Just in the past couple of years several US states have passed voting restrictions and increased gerrymandering specifically to marginalize people of color and low income. We may have come a long way, but we've got many miles yet to go.
WoW...things just couldn't have been any more different than where I was raised... like another time in History reading this tbh...
 
I'm just remembering a woman I knew a few years ago. Her white daughter married a black man and she just wasn't happy about it. Then her first grandchild, a beautiful little brown-skinned girl was born and it was love at first sight for grandma, all the last bits of racism left her heart in one magic moment.
I have had so many friends that had bi-racial Grandkids and all racism left them too.
 
Wow, this is a thought-provoking thread. I will just try to be honest.

I was raised by a mostly racist family. My relatives in the mountains of North Carolina were most definitely racist. My grandfather said some pretty hateful things and my step-grandmother was a homophobe as well. Lots to unpack there. I know my mother (grandfather's daughter) was racist until she passed away last November. When she lived alone and was assigned black caregivers she would turn them away. :(

I could very well have been racist as well because I went to junior high school in the early 70's when busing and integration was the norm in Florida. Black students hated us white kids for being brought into their schools and violence was the norm. But my best friend in junior high was black.

I went to a predominantly all-white, Christian high school. That's pretty much as racist as it gets.

Then I went to college. My first partner was Cuban. His parents were old-school Cuban and were as sweet as they come. We bought a house and they used to show up outside in their station wagon on Saturday morning with his aunt smoking out the car window. I would be in my boxer shorts and a t-shirt and his aunt would come in and just smother me with love.

We split up after 6 years and I spent some time alone. Then I met my current partner of 30+ years, who is Filipino. He has taught me a lot about race and discrimination (even among Asian cultures). I think because I am gay that I understand oppression and have more sympathy for groups that are minimized.

With that said, I cannot honestly say that we do not all harbor some racism that is innate to our upbringing. I can only say that we all need to do the best we can to overcome it and accept everyone equally.
 
Here is a PRIME example of racism/racist view. We all remember the Landmark Supreme Court decision of the interracial marriage case of Loving v. Virginia in 1967 where they struck down the VA law. Here is an excerpt from the VA trial Judge's decision upholding the miscegenation law.

"Almighty God created the races white, black, yellow, malay and red, and he placed them on separate continents. And but for the interference with his arrangement there would be no cause for such marriages. The fact that he separated the races shows that he did not intend for the races to mix."
Thank you for this post. It's consistent with my memory of how large swaths of the US felt and behaved toward people of other races back in the late 1960s. And in Charlottesville just a few years ago. And in counties and states today who've passed laws to keep POC and poor folks from exercising their right to vote.
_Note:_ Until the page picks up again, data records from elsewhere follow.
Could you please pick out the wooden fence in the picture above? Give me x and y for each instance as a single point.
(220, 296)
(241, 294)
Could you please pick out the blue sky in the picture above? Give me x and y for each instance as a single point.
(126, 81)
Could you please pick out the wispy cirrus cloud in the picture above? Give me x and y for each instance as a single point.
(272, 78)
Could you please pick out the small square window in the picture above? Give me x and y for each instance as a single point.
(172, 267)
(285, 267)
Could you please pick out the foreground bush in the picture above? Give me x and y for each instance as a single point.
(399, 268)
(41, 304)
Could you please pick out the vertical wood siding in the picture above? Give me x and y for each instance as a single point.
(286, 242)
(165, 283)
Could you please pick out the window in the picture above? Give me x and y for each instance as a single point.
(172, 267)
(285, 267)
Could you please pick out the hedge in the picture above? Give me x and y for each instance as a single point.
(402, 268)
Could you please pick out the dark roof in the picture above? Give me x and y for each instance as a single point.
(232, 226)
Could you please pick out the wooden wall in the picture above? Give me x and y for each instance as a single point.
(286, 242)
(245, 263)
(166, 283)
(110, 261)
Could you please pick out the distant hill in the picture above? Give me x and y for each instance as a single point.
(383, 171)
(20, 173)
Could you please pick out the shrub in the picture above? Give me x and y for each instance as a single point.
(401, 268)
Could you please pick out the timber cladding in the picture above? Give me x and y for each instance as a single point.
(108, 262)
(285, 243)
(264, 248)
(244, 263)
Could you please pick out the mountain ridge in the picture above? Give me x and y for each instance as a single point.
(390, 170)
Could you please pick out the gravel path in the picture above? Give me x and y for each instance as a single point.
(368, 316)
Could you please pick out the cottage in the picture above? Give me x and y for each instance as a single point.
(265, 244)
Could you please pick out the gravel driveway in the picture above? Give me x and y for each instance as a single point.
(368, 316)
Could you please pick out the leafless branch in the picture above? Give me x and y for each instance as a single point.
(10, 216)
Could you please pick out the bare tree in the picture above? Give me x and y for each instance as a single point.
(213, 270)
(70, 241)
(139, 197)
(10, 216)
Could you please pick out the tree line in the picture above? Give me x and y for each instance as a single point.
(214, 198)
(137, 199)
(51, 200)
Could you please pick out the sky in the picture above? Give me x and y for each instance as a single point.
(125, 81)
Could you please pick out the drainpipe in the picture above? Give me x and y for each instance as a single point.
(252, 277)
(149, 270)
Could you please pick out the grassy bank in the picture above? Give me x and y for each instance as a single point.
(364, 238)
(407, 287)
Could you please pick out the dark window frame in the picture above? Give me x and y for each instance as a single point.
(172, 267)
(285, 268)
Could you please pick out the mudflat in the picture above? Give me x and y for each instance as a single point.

That's called racism, people. If your state or county has passed those laws and you're not fighting against them, you're complicit.

There's plenty of racism, religious hatred, homophobia, tribalism, marginalization, and hatred going on every day in virtually every country on the planet. Some subtle, some impossible to ignore.

I quote the estimable Maya Angelou: "Do the best you can until you know better. Then when you know better, do better."

Most people know better. How many of us will go out of our way to do better?